廊下の突き当たりの部屋の扉を、レース係の助手が、大きな鍵をまわして開けた。
「しょうがないだろ?いつもの世話係が休んでんだから。あんまりぶつくさ言うとグールドさんがうるさいぜ?ばあさん、お情けで仕事もらってんだろうが」
「おまえさんこそ、いい若い者だろう!スライムの世話ぐらい自分でやったらどうなんだよ」
「気持ちが悪いんだよ、おれ」
「誰だってそうさね」
扉の奥は、狭くて湿気があり、奇妙なにおいがしていた。その中に檻がいくつも並んでいる。エサの香りを嗅ぎつけて、スライムたちが興奮してわめいていた。
「やっぱり、いやだよぅ。おまえさん、行っておくれ。日当の割増はいらないからさ」
 このカジノの経営者は、サイクスという商人だった。掃除婦や下働きは、このサイクスに時給ではなく、一日いくらで雇われている。もちろん、早出に、サービス残業だった。支配人はグールドという名の男で、人事コストにはとりわけうるさいたちである。
「おれかぁ?あいつさえいなきゃ、行ってもいいんだけどさ」
「青かい?」
「ああ。今日も転んだんだよ。またふてくされてるぜ。やつにもエサはやらにゃならないし。けど、あいつ、扱いにくいしな。ばあさん、行けよ」
「やなこった」
「じゃ、どうするんだよ」
 そのとき、声をかけた者がいた。
「ぼくが、行きます」
掃除女と助手は、いっしょにふりむいた。声をかけたのは、アルバイトのウェイターだった。
「あんた、ええと、ルークって言ったっけ?」
ルークは、はいと言って、掃除女の手からエサのバケツを手に取った。
「じゃ、じゃあ、頼んだよ」
「はい」
 ルークは、掃除女の方を見て、ふっと笑った。ウェイターの制服に、黒髪を後ろでひとつに束ねただけの、飾り気のないかっこうだったが、その涼しい目が印象的だった。
 掃除女はとまどった顔になった。
「にいちゃん、その、青いのには気をつけなよ。特に今日はふてくされてるからさ。檻の間からエサをつっこんでやればいいんだよ」
ルークはスライム部屋へ入ると、次々と檻をあけていった。腹をすかせたレーススライムたちが飛びだしてきた。

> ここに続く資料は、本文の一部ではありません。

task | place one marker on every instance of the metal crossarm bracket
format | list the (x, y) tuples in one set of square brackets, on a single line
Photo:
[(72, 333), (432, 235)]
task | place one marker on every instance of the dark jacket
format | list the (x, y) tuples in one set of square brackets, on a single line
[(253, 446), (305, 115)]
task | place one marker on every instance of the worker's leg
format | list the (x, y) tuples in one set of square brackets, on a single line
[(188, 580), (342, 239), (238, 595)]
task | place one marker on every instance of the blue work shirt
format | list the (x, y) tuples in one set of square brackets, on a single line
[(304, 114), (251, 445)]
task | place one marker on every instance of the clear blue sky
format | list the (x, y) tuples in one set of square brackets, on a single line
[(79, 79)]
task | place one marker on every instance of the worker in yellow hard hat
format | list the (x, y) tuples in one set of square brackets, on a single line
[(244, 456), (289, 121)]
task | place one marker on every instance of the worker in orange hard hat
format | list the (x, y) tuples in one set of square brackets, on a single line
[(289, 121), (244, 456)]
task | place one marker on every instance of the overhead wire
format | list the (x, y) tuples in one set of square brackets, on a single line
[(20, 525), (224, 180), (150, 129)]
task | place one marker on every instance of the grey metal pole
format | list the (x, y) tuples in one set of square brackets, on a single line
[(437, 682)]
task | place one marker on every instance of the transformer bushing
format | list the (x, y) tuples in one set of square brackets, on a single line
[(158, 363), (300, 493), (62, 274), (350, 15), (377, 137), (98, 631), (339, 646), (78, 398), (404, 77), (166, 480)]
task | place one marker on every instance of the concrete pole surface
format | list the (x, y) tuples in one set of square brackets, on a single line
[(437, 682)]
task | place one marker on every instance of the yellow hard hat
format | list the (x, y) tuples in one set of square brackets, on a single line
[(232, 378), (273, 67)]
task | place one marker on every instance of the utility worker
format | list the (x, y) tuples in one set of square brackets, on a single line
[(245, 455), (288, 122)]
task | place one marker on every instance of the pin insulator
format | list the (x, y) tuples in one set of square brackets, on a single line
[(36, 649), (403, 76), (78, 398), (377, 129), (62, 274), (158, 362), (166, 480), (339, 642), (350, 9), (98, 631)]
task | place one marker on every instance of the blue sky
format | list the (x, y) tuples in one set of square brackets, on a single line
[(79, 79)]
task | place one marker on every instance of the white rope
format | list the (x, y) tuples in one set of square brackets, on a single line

「何やってんだ?青も開けちゃったぜ。あのにいちゃん、無事だといいがな」
誰かがクックッと笑った。
「じゃ、賭けるかい?」
いつのまにか、彼らのそばに、もう一人のウェイターが来ていた。
 助手はあきれたように言った。
「ヘンリー、おまえ、ウェイターがあんまり地下へ来るなよ」
「相棒がどうしてもって言うからさ。けど、ルークなら、どんな問題スライムでもおとなしくなるぞ。賭けてもいい」
相手がどこの誰であろうとも、レース係の助手は、賭けに目がなかった。特に、勝てそうな賭けには。